You say that Manox ‘warned’ the King, but Henry Manox was not of sufficiently high status to be having private chats with God’s Anointed, especially about the latter’s private life. Things like that just did not happen. Access to the King was very limited, even for the nobility, and what was so upsetting for Henry about Culpeper is that he was one of his closest and most trusted companions who served in his private apartments.
Now if you were to say that someone in Culpeper’s situation had access to the King it would have been possible, but nobody in their right mind would have dared to confront him with bad news about a woman in whom he was showing an interest – remember also that even the Archbishop of Canterbury was too afraid to verbally spell out the news of Katherine’s misdemeanours brought to him by John Lascelles, and gave Henry a letter instead. Apart from all that, there is no evidence that Manox ever went to court – he was a nobody, so why would he?

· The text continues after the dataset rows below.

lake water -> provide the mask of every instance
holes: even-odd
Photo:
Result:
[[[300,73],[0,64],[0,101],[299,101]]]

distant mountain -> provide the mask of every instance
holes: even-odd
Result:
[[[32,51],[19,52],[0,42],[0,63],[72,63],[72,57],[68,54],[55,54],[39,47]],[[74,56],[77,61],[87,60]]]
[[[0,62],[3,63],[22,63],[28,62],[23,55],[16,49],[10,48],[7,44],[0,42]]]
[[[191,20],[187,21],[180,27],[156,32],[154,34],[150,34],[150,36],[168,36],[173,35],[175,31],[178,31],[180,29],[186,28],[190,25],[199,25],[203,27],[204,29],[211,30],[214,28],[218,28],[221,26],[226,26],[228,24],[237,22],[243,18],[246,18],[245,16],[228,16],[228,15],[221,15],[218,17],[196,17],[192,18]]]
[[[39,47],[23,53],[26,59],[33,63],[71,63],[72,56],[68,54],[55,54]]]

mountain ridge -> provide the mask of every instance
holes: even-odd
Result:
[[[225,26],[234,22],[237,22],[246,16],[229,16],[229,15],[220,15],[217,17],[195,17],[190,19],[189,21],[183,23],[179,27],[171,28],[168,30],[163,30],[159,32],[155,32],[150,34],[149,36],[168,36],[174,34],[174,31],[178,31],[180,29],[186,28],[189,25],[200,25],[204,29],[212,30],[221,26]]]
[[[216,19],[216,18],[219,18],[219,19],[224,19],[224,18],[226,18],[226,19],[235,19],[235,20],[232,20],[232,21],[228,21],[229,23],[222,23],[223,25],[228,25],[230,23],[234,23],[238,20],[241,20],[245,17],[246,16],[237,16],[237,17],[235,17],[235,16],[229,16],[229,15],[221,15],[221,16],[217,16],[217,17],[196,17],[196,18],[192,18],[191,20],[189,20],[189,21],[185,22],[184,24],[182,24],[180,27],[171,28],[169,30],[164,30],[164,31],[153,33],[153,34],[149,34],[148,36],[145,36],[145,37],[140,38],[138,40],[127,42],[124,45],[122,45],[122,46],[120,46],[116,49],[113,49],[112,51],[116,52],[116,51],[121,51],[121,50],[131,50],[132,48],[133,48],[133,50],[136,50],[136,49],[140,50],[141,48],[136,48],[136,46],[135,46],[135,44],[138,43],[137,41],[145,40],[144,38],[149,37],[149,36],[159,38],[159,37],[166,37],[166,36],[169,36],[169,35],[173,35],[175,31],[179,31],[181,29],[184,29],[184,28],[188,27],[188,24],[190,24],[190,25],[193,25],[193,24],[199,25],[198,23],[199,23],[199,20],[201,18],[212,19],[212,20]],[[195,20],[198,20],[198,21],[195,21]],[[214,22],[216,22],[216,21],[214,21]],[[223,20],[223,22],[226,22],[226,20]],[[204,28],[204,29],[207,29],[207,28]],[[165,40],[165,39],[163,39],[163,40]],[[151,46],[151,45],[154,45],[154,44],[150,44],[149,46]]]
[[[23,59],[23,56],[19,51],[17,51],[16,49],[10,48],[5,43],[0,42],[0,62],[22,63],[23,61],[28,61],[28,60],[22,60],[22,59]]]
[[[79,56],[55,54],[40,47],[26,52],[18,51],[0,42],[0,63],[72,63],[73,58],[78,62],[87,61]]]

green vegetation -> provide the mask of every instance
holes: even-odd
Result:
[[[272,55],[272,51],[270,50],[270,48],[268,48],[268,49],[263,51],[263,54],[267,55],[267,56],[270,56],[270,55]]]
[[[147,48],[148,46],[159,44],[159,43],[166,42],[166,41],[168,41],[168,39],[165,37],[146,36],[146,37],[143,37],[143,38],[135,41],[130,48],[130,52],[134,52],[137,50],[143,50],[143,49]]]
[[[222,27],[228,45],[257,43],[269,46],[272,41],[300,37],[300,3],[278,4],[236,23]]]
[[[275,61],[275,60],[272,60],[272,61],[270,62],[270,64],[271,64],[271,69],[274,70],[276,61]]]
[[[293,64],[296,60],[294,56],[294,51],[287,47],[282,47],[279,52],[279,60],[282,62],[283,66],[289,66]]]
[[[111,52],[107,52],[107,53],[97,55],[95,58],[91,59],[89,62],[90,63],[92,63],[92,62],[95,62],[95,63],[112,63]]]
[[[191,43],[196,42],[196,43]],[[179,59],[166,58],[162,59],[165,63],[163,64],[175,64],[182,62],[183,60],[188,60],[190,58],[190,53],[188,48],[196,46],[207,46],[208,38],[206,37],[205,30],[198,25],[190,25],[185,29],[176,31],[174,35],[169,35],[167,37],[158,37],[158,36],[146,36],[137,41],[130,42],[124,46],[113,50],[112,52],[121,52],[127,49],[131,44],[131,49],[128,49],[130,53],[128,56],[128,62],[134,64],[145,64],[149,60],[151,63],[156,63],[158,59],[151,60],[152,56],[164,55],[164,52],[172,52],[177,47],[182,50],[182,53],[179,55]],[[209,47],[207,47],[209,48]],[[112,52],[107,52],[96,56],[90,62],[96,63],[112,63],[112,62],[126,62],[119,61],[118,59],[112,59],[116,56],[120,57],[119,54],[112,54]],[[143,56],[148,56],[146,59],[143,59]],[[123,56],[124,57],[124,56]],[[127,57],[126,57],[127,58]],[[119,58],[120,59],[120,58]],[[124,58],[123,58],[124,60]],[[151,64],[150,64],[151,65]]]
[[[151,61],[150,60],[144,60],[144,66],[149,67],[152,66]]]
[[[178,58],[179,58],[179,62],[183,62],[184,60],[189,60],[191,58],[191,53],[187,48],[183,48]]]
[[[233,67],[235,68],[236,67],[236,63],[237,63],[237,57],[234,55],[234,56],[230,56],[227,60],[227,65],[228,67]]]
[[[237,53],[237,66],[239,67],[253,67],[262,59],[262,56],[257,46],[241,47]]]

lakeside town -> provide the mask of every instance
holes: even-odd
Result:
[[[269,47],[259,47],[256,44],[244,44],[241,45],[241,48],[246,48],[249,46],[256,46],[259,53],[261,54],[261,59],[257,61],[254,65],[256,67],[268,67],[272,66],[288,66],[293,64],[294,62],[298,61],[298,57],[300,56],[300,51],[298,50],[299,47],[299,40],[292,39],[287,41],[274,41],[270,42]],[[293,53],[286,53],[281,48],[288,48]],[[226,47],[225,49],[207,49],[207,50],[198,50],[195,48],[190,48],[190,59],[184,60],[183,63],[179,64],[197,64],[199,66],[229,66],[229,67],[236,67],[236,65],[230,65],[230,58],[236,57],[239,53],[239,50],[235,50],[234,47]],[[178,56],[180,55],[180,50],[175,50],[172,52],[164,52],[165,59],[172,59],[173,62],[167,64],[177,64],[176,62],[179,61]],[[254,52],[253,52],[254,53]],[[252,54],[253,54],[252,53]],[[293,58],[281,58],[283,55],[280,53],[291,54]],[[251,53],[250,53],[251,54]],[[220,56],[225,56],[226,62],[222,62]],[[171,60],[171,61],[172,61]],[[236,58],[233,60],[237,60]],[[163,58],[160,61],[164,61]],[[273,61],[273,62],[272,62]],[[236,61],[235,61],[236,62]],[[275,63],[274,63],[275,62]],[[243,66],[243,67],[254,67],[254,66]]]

What Manox did do in a fit of pique when Katherine threw him over for Francis Dereham was to leave a letter on the Dowager Duchess of Norfolk’s pew in St Mary’s Church in Lambeth telling her that if she went to the girls’ dormitory at Norfolk House, where her step-granddaughter Katherine and other girls in her care slept, she would be shocked at what was going on. He did this out of jealousy and spite to get Katherine and Dereham into trouble, rather than to save Katherine from herself, and it was well before she came to Henry’s attention.
To put it bluntly, although Manox had groped Katherine he had not had intercourse with her, and although we today might accuse him of being a child abuser, in those days the boundaries were much less clearly defined. Her relationship with Dereham was a different matter altogether, and who knows what really went on between Katherine and Culpeper?